Unfortunately the two Python libraries out there pyexif and EXIF.py, only handle the parsing of EXIF data, not the updating of it. The also seemed to be a C library libexif that claimed to do editing, but it was basically undocumented, I couldn't work out how to use it, and besides I wanted to write in python not C. (And I didn't feel like writing a Python wrapper for a library I didn't uderstand.)

This led me to writing some of my own Python code to try and just do enough to insert the GPS tags and nothing else. Unfortunately the way EXIF works things aren't quite that easy. Inside the file format you end up with internal offset pointers, which means if you change the layout (by inserting some extra tags), you end up needing to change all these pointers to work with the new offsets.

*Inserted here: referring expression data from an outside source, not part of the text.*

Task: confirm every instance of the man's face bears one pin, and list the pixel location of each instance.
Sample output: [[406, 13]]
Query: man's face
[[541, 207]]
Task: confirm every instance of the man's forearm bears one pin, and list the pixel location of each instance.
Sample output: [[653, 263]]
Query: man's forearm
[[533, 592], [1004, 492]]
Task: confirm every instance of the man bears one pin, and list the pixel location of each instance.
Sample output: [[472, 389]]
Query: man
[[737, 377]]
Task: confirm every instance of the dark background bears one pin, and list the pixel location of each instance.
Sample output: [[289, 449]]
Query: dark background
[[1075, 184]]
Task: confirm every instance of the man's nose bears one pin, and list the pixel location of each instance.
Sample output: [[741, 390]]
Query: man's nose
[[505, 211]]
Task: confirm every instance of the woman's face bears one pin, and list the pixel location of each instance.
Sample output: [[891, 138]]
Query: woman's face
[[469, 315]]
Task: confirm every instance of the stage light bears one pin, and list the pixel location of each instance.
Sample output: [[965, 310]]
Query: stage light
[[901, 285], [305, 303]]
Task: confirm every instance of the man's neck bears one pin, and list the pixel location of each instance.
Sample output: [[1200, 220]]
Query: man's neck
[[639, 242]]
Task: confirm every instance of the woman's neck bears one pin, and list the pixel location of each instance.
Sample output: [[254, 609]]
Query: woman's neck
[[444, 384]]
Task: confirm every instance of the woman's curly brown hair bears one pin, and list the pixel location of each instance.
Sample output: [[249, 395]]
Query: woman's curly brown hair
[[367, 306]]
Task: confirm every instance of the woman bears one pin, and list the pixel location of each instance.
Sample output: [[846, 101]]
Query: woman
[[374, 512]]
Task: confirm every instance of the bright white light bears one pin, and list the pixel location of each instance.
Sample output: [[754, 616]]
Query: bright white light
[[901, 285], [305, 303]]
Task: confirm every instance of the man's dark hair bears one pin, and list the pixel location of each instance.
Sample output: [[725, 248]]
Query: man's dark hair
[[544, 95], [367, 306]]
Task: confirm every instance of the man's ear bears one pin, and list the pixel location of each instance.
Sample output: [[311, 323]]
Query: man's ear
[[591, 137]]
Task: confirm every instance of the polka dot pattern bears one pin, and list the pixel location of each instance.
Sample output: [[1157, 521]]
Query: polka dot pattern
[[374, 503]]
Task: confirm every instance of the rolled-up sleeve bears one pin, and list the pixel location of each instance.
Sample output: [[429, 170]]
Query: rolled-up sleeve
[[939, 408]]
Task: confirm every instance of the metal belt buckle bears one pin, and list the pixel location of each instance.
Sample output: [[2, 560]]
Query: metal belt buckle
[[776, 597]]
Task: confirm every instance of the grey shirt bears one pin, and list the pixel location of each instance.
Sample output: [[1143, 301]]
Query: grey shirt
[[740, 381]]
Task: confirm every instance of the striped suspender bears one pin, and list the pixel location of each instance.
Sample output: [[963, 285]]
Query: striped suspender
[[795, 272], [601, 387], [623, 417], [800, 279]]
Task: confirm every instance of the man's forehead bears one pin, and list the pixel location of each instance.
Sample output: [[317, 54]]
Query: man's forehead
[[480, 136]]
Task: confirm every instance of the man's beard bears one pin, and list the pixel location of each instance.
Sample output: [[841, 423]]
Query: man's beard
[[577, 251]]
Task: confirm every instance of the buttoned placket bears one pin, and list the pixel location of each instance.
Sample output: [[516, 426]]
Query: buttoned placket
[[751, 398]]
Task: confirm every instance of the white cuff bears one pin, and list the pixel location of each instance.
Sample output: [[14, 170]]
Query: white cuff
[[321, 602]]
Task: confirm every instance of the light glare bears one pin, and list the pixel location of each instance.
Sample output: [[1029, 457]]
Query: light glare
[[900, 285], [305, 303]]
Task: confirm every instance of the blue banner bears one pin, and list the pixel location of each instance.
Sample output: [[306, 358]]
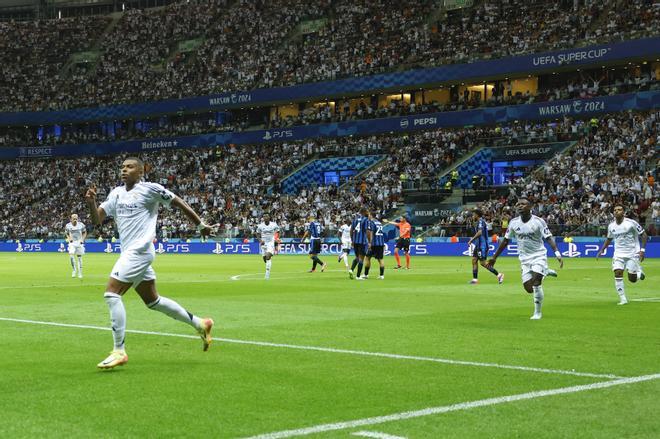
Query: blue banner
[[534, 63], [569, 250], [547, 110]]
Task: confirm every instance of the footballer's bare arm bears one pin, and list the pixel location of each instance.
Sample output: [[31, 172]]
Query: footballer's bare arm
[[202, 227], [96, 213]]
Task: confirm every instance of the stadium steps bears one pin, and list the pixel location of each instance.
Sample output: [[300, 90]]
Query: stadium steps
[[294, 171], [442, 175], [358, 176]]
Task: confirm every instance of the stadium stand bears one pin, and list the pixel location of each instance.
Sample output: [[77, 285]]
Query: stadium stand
[[209, 46], [613, 161], [582, 85], [616, 161]]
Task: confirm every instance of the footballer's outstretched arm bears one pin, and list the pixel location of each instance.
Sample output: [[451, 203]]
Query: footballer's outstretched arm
[[476, 236], [642, 249], [203, 228], [553, 245], [96, 213], [603, 247]]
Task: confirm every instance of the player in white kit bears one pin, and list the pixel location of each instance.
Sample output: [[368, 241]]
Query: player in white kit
[[346, 243], [530, 231], [75, 233], [267, 230], [134, 207], [628, 255]]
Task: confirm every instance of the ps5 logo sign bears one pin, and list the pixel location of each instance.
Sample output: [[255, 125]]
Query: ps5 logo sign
[[572, 251], [281, 134]]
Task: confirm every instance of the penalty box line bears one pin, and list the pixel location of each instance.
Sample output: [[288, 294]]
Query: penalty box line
[[452, 408], [331, 350]]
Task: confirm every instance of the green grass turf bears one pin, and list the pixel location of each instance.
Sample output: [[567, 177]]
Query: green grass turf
[[50, 387]]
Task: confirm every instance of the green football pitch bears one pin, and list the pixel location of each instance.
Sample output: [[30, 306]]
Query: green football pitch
[[421, 354]]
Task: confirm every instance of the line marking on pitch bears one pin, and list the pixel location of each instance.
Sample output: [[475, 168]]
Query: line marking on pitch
[[376, 435], [331, 350], [452, 408]]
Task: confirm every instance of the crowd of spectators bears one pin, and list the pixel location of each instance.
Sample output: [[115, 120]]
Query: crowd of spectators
[[246, 44], [232, 185], [613, 161], [583, 85]]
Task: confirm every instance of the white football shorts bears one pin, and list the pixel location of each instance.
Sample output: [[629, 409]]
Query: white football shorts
[[268, 247], [134, 267], [539, 265], [631, 264], [76, 248]]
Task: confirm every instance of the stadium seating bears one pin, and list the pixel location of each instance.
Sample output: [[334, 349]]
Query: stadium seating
[[234, 186]]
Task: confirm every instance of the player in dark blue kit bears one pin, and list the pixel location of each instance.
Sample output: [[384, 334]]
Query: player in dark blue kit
[[480, 252], [377, 248], [314, 233], [361, 236]]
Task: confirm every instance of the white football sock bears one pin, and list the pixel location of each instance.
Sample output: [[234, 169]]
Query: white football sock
[[538, 299], [620, 288], [117, 318], [171, 308]]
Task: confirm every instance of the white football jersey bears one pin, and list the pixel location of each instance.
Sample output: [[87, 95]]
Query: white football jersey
[[135, 213], [267, 231], [625, 237], [75, 232], [529, 236], [345, 230]]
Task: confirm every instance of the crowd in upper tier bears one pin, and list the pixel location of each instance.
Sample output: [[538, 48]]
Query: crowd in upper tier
[[575, 192], [614, 160], [200, 47]]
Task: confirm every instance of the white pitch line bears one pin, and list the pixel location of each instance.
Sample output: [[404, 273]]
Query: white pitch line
[[331, 350], [452, 408], [376, 435]]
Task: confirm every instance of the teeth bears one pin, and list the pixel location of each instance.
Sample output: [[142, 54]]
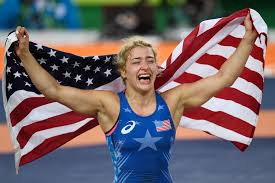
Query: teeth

I thought this wouldn't be too bad because I'd just append to the end of the section I was working with, (which was unfortuantely first), and then the other sections could move freely. Unfortuantely these pointers don't reference from the start of a section, they reference from the start of the file. This basically means that I need to parse everything into memory, and then know how to write it all back out again. Pain, pain, pain. (This was of course a bit of a simplication, so please don't email me saying that isn't exactly how EXIF is structured.)

Anyway, I now have a library, which can read all the EXIF data, including the thumbnail section, edit and insert values into it, and then spit out a valid file again. Now I can start writing the code to do the actual tagging, which should be more interesting than this stuff, but right now, time for the LCA dinner.